Podłoga, na której klęczałem pokryta była skrawkami zdjęć, które mężczyzna odnalazł dzięki nagraniom z kamery ukrytej w mieszkaniu. Zdjęcia te z takim trudem zbierane przez lata teraz były nic nie warte. Ostatnio coraz częściej myślałem jak użyć ich w najlepszy sposób, ale było już na to zdecydowanie za późno. Żałowałem, że nie ujawniłem ich gdy miałem jeszcze okazję.

- Przepraszam - wydusiłem przez zwężone gardło mając niewielką nadzieję, że to trochę załagodzi jego gniew.

- Do czego było Ci to potrzebne? Żeby mnie zostawić i iść do tego sukinsyna Bokuto? - zapytał i podniósł mój podbródek w górę bym na niego spojrzał, gdyż od samego początku unikałem jego wzroku. Jego ciemne oczy przepełnione były furią i czystym obłędem co samo w sobie mnie przerażało jednocześnie wywołując narastające uczucie odrazy skierowane w jego stronę. - MÓW!

- Nie mieszaj go w to!
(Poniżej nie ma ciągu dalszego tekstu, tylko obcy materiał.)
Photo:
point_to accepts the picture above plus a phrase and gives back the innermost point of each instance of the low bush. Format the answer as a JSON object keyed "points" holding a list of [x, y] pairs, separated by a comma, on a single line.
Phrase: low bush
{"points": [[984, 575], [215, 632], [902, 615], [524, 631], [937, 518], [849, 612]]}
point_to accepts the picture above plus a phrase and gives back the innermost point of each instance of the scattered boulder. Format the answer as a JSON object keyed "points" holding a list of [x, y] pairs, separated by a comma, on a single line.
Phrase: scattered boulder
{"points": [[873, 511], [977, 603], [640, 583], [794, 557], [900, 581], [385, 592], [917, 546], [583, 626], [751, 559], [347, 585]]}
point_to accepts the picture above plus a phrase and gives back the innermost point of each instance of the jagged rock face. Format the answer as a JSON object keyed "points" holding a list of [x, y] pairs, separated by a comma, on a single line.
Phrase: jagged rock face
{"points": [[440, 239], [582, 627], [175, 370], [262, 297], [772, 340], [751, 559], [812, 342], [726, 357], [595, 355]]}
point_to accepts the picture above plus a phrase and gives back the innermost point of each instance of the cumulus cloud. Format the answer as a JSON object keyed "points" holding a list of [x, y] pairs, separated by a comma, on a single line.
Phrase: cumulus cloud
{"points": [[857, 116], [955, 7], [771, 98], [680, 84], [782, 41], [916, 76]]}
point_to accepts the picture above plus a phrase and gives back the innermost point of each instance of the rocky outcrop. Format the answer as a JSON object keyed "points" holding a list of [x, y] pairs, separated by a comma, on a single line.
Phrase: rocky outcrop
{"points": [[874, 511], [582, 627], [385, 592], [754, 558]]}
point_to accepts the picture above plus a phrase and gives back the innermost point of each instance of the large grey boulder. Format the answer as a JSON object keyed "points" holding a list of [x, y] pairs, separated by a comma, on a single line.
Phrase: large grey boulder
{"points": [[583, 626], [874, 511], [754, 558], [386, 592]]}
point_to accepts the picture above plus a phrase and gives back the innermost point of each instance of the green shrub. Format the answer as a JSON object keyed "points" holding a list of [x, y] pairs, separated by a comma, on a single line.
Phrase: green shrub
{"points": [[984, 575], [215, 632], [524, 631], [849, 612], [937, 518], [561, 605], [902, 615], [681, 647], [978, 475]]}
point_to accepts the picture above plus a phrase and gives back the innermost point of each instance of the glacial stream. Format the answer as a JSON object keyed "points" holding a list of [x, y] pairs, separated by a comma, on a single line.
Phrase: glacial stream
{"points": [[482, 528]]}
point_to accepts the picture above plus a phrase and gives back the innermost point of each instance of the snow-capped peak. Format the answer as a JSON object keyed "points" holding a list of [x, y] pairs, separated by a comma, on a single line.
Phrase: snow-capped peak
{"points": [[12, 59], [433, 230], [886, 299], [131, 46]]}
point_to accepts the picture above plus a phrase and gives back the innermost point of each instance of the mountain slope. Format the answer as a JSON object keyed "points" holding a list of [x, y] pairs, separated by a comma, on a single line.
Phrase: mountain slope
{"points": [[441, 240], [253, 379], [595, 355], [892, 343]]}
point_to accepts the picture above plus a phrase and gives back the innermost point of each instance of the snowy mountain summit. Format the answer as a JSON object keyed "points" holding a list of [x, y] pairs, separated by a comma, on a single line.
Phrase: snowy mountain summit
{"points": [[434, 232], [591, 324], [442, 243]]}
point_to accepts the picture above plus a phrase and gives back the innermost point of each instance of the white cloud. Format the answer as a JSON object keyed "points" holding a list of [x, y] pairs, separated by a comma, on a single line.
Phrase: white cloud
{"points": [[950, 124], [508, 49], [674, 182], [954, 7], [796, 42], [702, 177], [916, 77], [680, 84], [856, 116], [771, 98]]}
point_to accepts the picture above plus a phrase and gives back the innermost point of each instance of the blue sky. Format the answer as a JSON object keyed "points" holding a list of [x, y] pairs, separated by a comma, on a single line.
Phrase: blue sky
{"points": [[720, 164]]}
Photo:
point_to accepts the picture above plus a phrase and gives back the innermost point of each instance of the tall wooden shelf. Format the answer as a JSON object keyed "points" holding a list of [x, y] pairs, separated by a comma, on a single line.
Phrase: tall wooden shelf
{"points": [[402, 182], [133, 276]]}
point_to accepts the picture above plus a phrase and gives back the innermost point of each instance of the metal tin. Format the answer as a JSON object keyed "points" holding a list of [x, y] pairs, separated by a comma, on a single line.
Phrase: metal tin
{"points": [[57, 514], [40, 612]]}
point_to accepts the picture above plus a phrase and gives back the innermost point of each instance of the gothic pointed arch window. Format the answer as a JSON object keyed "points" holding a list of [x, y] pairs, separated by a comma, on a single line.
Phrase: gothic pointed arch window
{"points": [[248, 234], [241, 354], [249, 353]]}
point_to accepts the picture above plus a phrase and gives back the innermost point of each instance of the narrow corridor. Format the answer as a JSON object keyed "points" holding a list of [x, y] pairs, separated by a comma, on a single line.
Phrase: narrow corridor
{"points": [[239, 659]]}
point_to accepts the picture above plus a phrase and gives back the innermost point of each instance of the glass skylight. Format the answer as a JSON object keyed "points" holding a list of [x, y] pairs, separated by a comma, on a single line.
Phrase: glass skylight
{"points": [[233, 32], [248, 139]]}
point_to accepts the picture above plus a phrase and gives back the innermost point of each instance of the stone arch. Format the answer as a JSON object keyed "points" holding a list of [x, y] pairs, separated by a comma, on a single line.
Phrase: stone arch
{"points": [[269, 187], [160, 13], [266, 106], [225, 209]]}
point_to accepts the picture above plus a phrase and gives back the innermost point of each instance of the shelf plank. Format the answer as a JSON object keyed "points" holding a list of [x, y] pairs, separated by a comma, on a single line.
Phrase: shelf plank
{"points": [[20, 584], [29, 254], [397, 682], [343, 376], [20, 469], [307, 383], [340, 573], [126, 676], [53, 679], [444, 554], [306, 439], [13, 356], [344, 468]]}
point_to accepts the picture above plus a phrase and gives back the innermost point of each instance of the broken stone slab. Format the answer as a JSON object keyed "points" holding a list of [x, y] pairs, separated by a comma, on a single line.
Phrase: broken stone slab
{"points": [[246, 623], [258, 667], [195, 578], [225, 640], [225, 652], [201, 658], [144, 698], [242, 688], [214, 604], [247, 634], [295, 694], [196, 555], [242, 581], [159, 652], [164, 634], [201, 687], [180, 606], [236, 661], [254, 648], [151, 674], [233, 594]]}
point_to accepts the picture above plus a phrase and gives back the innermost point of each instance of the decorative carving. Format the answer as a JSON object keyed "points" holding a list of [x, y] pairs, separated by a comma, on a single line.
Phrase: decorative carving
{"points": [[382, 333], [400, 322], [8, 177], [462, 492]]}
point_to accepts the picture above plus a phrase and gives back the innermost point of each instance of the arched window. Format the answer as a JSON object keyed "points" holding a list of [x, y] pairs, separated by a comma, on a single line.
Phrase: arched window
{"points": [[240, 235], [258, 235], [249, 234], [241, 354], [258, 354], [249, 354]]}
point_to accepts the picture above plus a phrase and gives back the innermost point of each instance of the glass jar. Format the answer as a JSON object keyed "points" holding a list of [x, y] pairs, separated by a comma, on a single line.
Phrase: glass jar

Bokuto nie ma z tym nic wspólnego! - wybuchnąłem i już po chwili na moim policzku wylądowała dłoń faceta, której ciężaru doświadczyłem nie jeden raz. Zawsze jednak powstrzymywał się od ranienia twarzy skupiając się na niewidocznej pod ciuchami części ciała, więc wziął mnie z zaskoczenia. Siła jego uderzenia przewróciła mnie w bok przez co zahaczyłem ręką w kant komody zdzierając przy tym skórę.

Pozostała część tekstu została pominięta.